Ein Kriminalfall aus Berlin sorgt jetzt sogar für diplomatische Verwicklungen. Russland protestiert aufs Schärfste dagegen, dass die Berliner Polizei ein mögliches Sexualdelikt gegen ein 13-jähriges Mädchen mit russischer Abstammung herunterspielt. Russland spricht von dem Verdacht, das Kind sei von einem oder mehreren Flüchtlingen vergewaltigt worden. Von einer Vergewaltigung will die Polizei aber nicht sprechen.
Zu der Vorgeschichte finden sich nicht so viele Presseberichte, die inhaltlich was hergeben. Aber hier und hier gibt es detailliertere Informationen.
Wenn ich diese Berichte lese, kann ich die Aufregung aus Russland inhaltlich schon nachvollziehen. Die Berliner Polizei und Staatsanwaltschaft machen nach meiner Meinung den Fehler, dass sie in den Vordergrund stellen, nach den bisherigen Ermittlungen spreche viel für einen einvernehmlichen sexuellen Kontakt der 13-Jährigen („Sie ist offenbar in falsche Kreise geraten“). Solche Aussagen erwecken durchaus den Eindruck, es handele sich um so was wie ein Bagatelldelikt, bei dem man mit angezogener Handbremse ermitteln darf.

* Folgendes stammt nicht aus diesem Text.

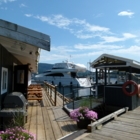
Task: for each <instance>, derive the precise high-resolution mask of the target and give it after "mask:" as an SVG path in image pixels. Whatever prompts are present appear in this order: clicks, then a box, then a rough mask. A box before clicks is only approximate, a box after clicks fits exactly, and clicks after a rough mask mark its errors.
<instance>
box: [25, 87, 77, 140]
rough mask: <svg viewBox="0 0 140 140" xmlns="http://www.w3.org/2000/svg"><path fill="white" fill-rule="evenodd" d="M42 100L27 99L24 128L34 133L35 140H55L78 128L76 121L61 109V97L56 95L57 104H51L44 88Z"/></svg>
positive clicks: (58, 138)
mask: <svg viewBox="0 0 140 140" xmlns="http://www.w3.org/2000/svg"><path fill="white" fill-rule="evenodd" d="M42 95H43V97H42V101H41V102H38V101H36V100H30V101H29V107H28V118H27V123H26V124H25V128H26V129H27V130H29V132H31V133H33V134H35V135H36V137H37V140H57V139H59V138H61V137H63V136H65V135H68V134H70V133H72V132H75V131H77V130H78V128H77V127H76V122H75V121H73V120H71V119H70V117H69V116H68V115H67V114H66V112H65V111H64V110H63V109H62V106H63V102H62V99H61V98H60V97H59V96H57V98H58V100H57V101H58V102H57V106H54V105H52V104H51V102H50V100H49V98H48V96H47V94H46V93H45V91H44V89H43V90H42Z"/></svg>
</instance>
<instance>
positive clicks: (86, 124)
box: [77, 119, 91, 129]
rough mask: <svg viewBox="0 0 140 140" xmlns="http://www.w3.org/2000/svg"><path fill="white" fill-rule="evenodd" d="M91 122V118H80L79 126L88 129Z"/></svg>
mask: <svg viewBox="0 0 140 140" xmlns="http://www.w3.org/2000/svg"><path fill="white" fill-rule="evenodd" d="M90 123H91V120H90V119H80V120H79V121H77V127H78V128H80V129H87V126H88V125H89V124H90Z"/></svg>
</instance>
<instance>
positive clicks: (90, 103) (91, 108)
mask: <svg viewBox="0 0 140 140" xmlns="http://www.w3.org/2000/svg"><path fill="white" fill-rule="evenodd" d="M91 101H92V98H91V87H90V109H92V102H91Z"/></svg>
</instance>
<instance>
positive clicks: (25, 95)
mask: <svg viewBox="0 0 140 140" xmlns="http://www.w3.org/2000/svg"><path fill="white" fill-rule="evenodd" d="M41 49H44V50H46V51H50V37H49V36H48V35H46V34H43V33H40V32H37V31H34V30H31V29H27V28H25V27H22V26H19V25H17V24H14V23H11V22H8V21H4V20H0V110H1V109H2V108H3V100H4V97H5V96H6V95H7V94H9V93H11V92H12V91H19V92H22V93H23V94H24V95H25V97H26V94H27V87H28V85H30V84H31V73H32V72H34V73H35V72H37V70H38V62H39V56H40V50H41Z"/></svg>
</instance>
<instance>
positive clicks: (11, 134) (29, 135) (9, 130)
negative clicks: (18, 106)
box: [0, 127, 36, 140]
mask: <svg viewBox="0 0 140 140" xmlns="http://www.w3.org/2000/svg"><path fill="white" fill-rule="evenodd" d="M0 140H36V137H35V135H33V134H31V133H29V132H28V131H27V130H25V129H23V128H22V127H14V128H7V129H6V130H5V131H0Z"/></svg>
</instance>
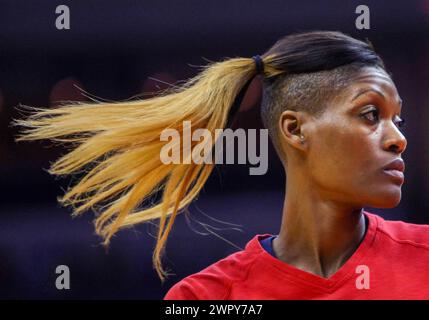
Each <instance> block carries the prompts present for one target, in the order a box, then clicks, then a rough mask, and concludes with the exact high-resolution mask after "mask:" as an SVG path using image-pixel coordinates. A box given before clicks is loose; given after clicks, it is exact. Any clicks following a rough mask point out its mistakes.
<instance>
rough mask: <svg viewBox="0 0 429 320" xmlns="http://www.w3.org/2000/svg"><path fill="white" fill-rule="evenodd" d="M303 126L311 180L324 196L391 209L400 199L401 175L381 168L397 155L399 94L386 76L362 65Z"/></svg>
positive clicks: (324, 197)
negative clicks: (348, 84)
mask: <svg viewBox="0 0 429 320" xmlns="http://www.w3.org/2000/svg"><path fill="white" fill-rule="evenodd" d="M352 80H353V81H352V82H351V84H350V85H349V86H348V87H347V88H345V89H344V90H342V92H341V94H339V95H338V96H337V97H336V98H335V99H333V100H332V101H331V102H330V103H329V105H328V106H327V109H326V112H324V113H323V115H321V116H320V117H319V118H317V119H312V120H311V121H310V122H309V123H307V125H306V128H305V130H306V132H307V134H306V138H307V139H308V148H307V156H306V157H307V159H306V160H307V161H306V162H307V166H308V168H307V169H308V170H307V171H308V174H309V178H310V181H311V183H312V184H313V185H314V187H315V188H318V190H319V192H320V193H321V194H323V197H324V198H327V199H332V200H335V201H337V202H338V201H340V202H344V203H347V204H354V205H356V206H358V207H361V206H362V207H363V206H369V207H376V208H391V207H394V206H396V205H398V204H399V202H400V200H401V187H402V184H403V183H404V180H403V178H401V175H400V174H399V173H398V172H396V173H395V171H386V170H384V168H385V167H386V166H387V165H388V164H389V163H391V162H392V161H393V160H395V159H398V158H401V154H402V153H403V152H404V150H405V148H406V145H407V140H406V138H405V136H404V135H403V133H402V132H401V129H400V125H401V120H402V118H401V104H402V102H401V99H400V97H399V94H398V92H397V89H396V87H395V84H394V83H393V81H392V80H391V78H390V77H389V75H388V74H387V73H386V72H385V71H384V70H381V69H379V68H375V67H366V68H364V69H362V70H361V71H360V72H359V73H357V74H356V75H354V76H353V79H352Z"/></svg>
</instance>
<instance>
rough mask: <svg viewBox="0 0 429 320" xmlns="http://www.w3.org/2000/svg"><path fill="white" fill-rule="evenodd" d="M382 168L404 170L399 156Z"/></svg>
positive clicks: (402, 164)
mask: <svg viewBox="0 0 429 320" xmlns="http://www.w3.org/2000/svg"><path fill="white" fill-rule="evenodd" d="M384 170H397V171H401V172H404V170H405V163H404V160H402V159H401V158H397V159H395V160H393V161H392V162H390V163H389V164H388V165H387V166H385V167H384Z"/></svg>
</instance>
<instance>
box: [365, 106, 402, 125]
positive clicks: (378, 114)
mask: <svg viewBox="0 0 429 320" xmlns="http://www.w3.org/2000/svg"><path fill="white" fill-rule="evenodd" d="M369 113H375V114H377V120H378V117H379V115H380V111H379V110H378V109H372V110H370V111H368V112H365V113H363V114H362V115H361V117H363V118H365V119H367V120H369V121H371V122H374V121H376V120H370V119H368V118H367V117H365V115H367V114H369ZM400 119H401V120H399V121H396V122H395V123H396V125H397V127H399V128H402V127H404V126H405V119H403V118H400Z"/></svg>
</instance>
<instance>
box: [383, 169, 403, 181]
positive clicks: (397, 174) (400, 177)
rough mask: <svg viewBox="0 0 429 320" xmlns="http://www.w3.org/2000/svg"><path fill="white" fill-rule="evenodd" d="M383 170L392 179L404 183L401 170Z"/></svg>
mask: <svg viewBox="0 0 429 320" xmlns="http://www.w3.org/2000/svg"><path fill="white" fill-rule="evenodd" d="M383 172H384V173H386V175H388V176H390V177H391V178H392V180H395V181H397V182H400V183H401V184H402V183H404V180H405V177H404V173H403V172H402V171H400V170H395V169H384V170H383Z"/></svg>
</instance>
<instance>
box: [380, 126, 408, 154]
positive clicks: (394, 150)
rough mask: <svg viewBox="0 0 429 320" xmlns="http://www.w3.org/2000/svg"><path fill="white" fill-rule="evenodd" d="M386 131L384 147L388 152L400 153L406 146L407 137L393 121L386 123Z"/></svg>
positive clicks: (384, 142)
mask: <svg viewBox="0 0 429 320" xmlns="http://www.w3.org/2000/svg"><path fill="white" fill-rule="evenodd" d="M386 130H387V133H386V137H387V139H385V141H384V149H385V150H388V151H390V152H395V153H397V154H401V153H402V152H404V151H405V149H406V148H407V139H406V138H405V136H404V135H403V133H402V132H401V131H400V130H399V129H398V127H397V126H396V125H395V124H394V123H393V122H391V121H390V122H389V125H387V129H386Z"/></svg>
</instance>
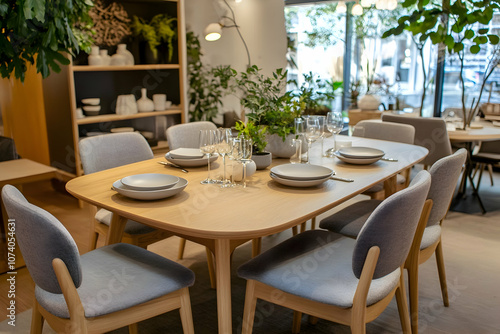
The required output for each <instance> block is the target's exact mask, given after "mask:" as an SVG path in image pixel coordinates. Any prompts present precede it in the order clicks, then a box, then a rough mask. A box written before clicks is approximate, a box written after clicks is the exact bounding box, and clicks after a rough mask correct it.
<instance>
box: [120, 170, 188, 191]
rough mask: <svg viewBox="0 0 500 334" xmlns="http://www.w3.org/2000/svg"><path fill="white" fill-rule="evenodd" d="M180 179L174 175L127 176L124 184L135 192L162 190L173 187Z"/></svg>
mask: <svg viewBox="0 0 500 334" xmlns="http://www.w3.org/2000/svg"><path fill="white" fill-rule="evenodd" d="M177 182H179V178H178V177H177V176H174V175H168V174H158V173H147V174H136V175H130V176H126V177H124V178H123V179H122V183H123V184H124V185H126V186H127V187H129V188H130V189H134V190H160V189H167V188H171V187H173V186H174V185H175V184H176V183H177Z"/></svg>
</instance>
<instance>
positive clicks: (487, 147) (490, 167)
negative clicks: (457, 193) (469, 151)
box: [471, 140, 500, 189]
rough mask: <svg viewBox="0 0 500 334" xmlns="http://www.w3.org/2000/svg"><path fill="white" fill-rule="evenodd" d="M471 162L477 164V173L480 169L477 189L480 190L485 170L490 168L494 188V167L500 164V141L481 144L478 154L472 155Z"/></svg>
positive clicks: (489, 171)
mask: <svg viewBox="0 0 500 334" xmlns="http://www.w3.org/2000/svg"><path fill="white" fill-rule="evenodd" d="M471 160H472V163H476V171H477V170H478V169H479V177H478V181H477V183H476V189H479V186H480V184H481V178H482V176H483V170H484V169H485V168H488V171H489V173H490V181H491V185H492V186H493V165H496V164H498V163H500V140H493V141H484V142H481V144H480V146H479V150H478V152H477V153H475V154H473V155H472V157H471ZM475 173H476V172H474V174H475Z"/></svg>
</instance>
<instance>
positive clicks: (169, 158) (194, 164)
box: [165, 152, 219, 167]
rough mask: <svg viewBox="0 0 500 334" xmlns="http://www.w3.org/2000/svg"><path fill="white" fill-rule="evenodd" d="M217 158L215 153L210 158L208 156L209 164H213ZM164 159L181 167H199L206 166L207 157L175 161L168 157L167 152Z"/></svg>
mask: <svg viewBox="0 0 500 334" xmlns="http://www.w3.org/2000/svg"><path fill="white" fill-rule="evenodd" d="M218 157H219V155H218V154H217V153H215V154H213V155H212V156H210V162H214V161H215V160H217V158H218ZM165 159H167V161H170V162H171V163H174V164H176V165H179V166H181V167H200V166H206V165H208V159H207V157H203V158H197V159H176V158H174V157H172V156H170V152H168V153H167V154H165Z"/></svg>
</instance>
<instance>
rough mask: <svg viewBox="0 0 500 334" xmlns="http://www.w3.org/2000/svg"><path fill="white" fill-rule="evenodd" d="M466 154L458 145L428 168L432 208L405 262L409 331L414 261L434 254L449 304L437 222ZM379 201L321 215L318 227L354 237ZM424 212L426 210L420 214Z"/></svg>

Stattdessen sollten die Ermittler vielleicht mal klipp und klar kommunizieren, dass es sich selbst bei einem unterstellten Einverständnis der 13-Jährigen um eine durchaus schwere Straftat handelt, die schon im Grundtatbestand mit Freiheitsstrafe bis zu zehn Jahren bestraft wird (§ 176 StGB). Sexuelle Handlungen mit unter 14-Jährigen (Kind) sind nämlich auch dann verboten, wenn das Kind damit einverstanden ist oder gar die Initiative von dem Kind ausgeht.
In besonders schweren Fällen wird der sexuelle Missbrauch von Kindern mit einer Freiheitsstrafe von mindestens zwei Jahren bestraft (§ 176a StGB). Und das wiederum unabhängig davon, ob das Kind einverstanden war oder nicht. Ein schwerer Fall liegt zum Beispiel vor, wenn ein über 18-Jähriger den Geschlechtsverkehr ausführt, die Tat von mehreren begangen wird oder durch die Handlungen die körperliche oder seelische Entwicklung des Kindes gefährdet wird. Das alles wären nicht nur Vergehen, sondern Verbrechen.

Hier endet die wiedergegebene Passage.